Often, distributions are skewed to the right (figure 5) or skewed to the left (figure 6).

Figure 5

Figure 6

Note that in skewed distributions both median and mean are on the same side of the mode: to its right in right skewed and to its left in left skewed. Note also that the median lies between mode and mean because it is less sensitive to extremes than the mean.

Dispersion parameters

Central value parameters often fail to represent a population properly because do not sufficiently describe the differences among individual observations. For example, if we have 5 people aged 20, 35, 15, 5, and 60, mean age is 125/5 = 25. However, had they been aged 80, 5, 30, 7, and 3, the mean age would still be 25, even if the age distribution would look very different from the previous one. Dispersion parameters remedy this situation by giving us a better idea of the age distribution. The most rudimentary distribution parameter is the range, namely the difference between the highest and the lowest value in the population. For example, the range in the first population is 60-5=55, while that in the second population is 80-3=77.

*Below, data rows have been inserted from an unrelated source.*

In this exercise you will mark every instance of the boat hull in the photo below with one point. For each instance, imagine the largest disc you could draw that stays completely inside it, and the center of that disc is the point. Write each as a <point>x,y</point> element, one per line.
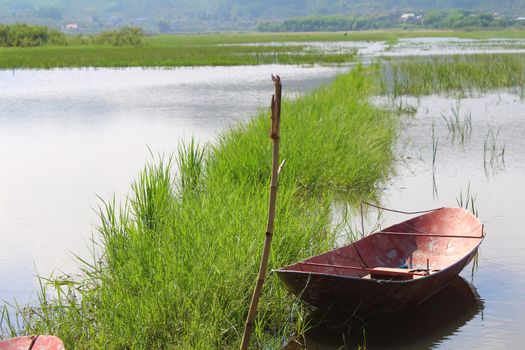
<point>324,282</point>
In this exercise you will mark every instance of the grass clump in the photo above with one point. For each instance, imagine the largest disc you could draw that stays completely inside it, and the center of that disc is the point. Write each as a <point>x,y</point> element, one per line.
<point>176,262</point>
<point>457,74</point>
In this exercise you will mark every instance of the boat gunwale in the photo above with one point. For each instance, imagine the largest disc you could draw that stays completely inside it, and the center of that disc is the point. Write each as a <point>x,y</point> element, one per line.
<point>379,281</point>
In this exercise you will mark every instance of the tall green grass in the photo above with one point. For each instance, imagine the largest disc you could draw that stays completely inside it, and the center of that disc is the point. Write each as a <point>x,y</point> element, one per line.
<point>175,263</point>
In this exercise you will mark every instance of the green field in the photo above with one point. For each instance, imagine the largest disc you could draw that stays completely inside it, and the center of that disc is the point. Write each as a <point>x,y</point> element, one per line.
<point>213,49</point>
<point>176,265</point>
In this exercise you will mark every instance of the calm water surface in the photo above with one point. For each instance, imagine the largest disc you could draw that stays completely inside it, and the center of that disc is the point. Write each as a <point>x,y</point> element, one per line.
<point>485,309</point>
<point>67,136</point>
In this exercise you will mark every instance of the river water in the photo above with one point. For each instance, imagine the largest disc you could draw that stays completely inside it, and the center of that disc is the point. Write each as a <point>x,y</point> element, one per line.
<point>486,307</point>
<point>67,136</point>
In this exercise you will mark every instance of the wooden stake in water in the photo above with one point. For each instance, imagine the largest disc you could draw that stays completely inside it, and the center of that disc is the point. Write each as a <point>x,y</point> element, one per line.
<point>274,135</point>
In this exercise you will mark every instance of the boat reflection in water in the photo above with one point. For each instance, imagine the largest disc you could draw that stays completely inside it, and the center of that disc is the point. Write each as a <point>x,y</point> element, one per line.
<point>419,328</point>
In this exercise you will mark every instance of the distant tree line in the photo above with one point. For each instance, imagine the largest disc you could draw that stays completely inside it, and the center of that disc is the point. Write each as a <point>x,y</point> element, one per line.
<point>23,35</point>
<point>432,19</point>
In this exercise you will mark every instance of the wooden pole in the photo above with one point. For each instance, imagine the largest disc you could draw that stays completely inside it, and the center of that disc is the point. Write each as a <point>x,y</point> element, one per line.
<point>274,135</point>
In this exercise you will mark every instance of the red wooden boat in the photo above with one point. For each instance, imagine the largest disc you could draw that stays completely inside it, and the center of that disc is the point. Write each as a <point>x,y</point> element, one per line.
<point>391,270</point>
<point>35,342</point>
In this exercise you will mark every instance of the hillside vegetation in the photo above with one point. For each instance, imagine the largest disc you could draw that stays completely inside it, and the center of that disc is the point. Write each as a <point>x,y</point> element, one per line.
<point>206,15</point>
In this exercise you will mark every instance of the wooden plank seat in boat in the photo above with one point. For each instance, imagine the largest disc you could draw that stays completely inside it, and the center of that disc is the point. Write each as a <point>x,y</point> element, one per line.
<point>379,272</point>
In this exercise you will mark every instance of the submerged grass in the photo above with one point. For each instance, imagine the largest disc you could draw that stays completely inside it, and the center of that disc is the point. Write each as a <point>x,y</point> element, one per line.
<point>458,74</point>
<point>150,55</point>
<point>215,49</point>
<point>176,262</point>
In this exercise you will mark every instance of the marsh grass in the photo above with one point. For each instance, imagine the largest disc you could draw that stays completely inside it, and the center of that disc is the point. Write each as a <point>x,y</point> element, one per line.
<point>459,125</point>
<point>457,75</point>
<point>493,152</point>
<point>174,264</point>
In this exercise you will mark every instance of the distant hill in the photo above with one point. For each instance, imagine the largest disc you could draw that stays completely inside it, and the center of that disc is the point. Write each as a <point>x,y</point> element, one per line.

However, the most important dispersion parameter is the standard deviation. The idea is to measure the difference between each measurement and the mean and then take the population constituted by such differences and calculate the mean. There are various ways of calculating the standard deviation; in practice often one uses the following procedure. First one subtracts the square of the mean from the mean of the squares, thus obtaining the variance. Then one takes the square root of the variation to obtain the standard deviation.

For example, if 5 people are aged 3, 5, 2, 1, 4, first we determine the mean of the squared values:

A= [(1)²+ (2)² +(3)² +(4)² +(5)²]/5 = 10.8.

Then we determine B, the square of the mean of the values. As the mean is 3

B= 9

Then we calculate the variance V,

V = A – B= 10.8 – 9 = 1.8

Finally, we take the square root of the variance V and obtain the standard deviation:

σ = 1.34.

So, the average difference between an individual age and the mean age is 1.34 years.

Consider now 5 people aged 10, 2, 1, 1, 1; the mean age is, as before 3. Let us calculate the standard deviation:

A= 21.4; B= 9; V= 12.4. Hence,

σ = 3.52.

This tells us that the average difference between an individual age and the mean age is 3.52 years. Hence, the ages in this second group are more spread out than those in the first group. In other words, a small standard deviation indicates that most of the individual ages cluster around the mean; a large standard deviation indicates that most of them are spread out far from the mean.